Reidun Seth

Medal record

Women's football

Olympic Games

World championship

European championship

= Reidun Seth =

Norwegian footballer and trainer (born 1966)

Reidun Seth (born 9 June 1966) is a Norwegian footballer, world champion and olympic medallist, a football goalkeeper and a goalkeeper trainer.

She debuted for the Norwegian national team in 1984, and played 71 matches for the national team.

She received a bronze medal at the 1996 Summer Olympics in Atlanta.

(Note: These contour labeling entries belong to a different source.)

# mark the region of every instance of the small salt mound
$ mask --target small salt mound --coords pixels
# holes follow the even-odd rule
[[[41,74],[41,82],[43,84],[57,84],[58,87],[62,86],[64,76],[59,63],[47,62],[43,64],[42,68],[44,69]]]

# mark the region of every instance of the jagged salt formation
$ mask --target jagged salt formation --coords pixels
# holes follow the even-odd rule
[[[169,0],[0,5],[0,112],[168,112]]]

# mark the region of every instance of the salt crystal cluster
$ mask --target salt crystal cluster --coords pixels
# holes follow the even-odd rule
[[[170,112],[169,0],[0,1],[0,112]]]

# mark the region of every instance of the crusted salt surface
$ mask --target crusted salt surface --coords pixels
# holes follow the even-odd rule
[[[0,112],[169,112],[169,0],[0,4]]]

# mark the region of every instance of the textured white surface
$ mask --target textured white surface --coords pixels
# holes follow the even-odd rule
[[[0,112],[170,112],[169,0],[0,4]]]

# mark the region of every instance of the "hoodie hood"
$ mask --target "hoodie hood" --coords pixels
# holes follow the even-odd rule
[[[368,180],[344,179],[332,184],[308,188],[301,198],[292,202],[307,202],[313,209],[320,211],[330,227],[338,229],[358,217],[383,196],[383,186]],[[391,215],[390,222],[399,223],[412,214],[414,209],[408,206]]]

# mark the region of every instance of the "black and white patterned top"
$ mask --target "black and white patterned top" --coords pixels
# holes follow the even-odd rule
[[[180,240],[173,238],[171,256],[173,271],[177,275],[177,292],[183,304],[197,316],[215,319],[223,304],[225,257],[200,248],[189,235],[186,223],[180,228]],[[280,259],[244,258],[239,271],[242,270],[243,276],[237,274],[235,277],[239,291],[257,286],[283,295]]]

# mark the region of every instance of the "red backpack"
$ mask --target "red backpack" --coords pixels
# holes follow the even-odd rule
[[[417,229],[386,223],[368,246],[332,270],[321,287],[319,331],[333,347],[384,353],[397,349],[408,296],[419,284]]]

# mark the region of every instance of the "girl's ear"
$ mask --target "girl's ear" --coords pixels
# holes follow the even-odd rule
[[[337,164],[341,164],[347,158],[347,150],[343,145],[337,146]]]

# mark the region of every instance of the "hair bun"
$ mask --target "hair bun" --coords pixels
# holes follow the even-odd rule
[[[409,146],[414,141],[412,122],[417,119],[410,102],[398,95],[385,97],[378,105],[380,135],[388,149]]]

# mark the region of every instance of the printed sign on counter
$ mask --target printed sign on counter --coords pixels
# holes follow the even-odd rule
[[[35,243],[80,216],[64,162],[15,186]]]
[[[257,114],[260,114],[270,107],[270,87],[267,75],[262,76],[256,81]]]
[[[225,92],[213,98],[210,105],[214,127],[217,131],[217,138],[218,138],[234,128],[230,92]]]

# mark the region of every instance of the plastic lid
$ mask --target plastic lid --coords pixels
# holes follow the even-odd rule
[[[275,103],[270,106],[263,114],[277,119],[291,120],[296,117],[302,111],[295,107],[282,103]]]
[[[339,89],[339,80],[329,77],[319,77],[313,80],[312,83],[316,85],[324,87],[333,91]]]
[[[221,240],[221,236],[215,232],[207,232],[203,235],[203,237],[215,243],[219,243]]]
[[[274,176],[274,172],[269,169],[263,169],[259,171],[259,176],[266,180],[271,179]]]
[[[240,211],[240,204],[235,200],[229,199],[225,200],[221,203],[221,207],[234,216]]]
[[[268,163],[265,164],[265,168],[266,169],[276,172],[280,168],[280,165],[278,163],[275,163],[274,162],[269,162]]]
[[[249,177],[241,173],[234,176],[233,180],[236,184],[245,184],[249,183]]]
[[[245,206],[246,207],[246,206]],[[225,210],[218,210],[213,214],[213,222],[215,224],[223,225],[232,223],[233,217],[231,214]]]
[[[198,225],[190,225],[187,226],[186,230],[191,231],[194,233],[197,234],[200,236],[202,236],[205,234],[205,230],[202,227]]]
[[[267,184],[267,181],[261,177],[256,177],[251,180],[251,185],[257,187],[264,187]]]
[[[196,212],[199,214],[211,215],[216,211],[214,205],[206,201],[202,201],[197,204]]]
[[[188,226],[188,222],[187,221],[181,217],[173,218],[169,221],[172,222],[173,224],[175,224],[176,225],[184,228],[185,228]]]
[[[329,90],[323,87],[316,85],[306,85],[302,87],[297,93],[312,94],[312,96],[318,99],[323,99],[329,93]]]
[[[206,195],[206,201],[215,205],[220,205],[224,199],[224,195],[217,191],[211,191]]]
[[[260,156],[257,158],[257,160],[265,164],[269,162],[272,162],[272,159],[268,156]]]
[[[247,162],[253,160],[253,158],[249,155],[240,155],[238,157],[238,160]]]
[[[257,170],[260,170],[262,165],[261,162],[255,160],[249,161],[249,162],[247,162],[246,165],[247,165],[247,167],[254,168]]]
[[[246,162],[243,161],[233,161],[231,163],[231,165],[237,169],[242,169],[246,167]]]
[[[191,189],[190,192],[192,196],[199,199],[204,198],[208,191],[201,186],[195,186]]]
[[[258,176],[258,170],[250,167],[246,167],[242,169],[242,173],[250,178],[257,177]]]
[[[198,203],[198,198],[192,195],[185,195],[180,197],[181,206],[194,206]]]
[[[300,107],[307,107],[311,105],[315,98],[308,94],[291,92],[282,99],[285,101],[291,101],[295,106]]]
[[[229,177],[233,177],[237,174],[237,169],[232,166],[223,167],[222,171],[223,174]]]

Clubs include IL Jardar, GAIS, Trollhättans IF and Nymark IL. Reidun Seth joined Bergen club Arna-Bjørnar in 1999 and retired after the 2002 season. Since then she has worked as a full-time keeper trainer in Bergen and has among her students Norway's keeper, Erika Skarbø.

Following Skarbø's absence due to injury in early 2009 Seth announced that she would be available to play for Arna-Bjørnar in the elite Toppserien league as the club's reserve goalkeeper to first keeper Precious Dede. She played the full 90 minutes in the club's 3–0 win over Trondheims-Ørn on 4 July 2009 at the age of 43 years and 25 days. A year later, on 27 June 2010, Seth was again in action in the Arna-Bjørnar goal for 20 minutes, after first-keeper Erika Skarbø was injured. Seth played her last Toppserien match of 2010 on 18 September 2010 at the age of 44 years and 101 days, a 4–0 win for Arna-Bjørnar over Linderud-Grei. She has made herself available as a reserve keeper for the 2011 season.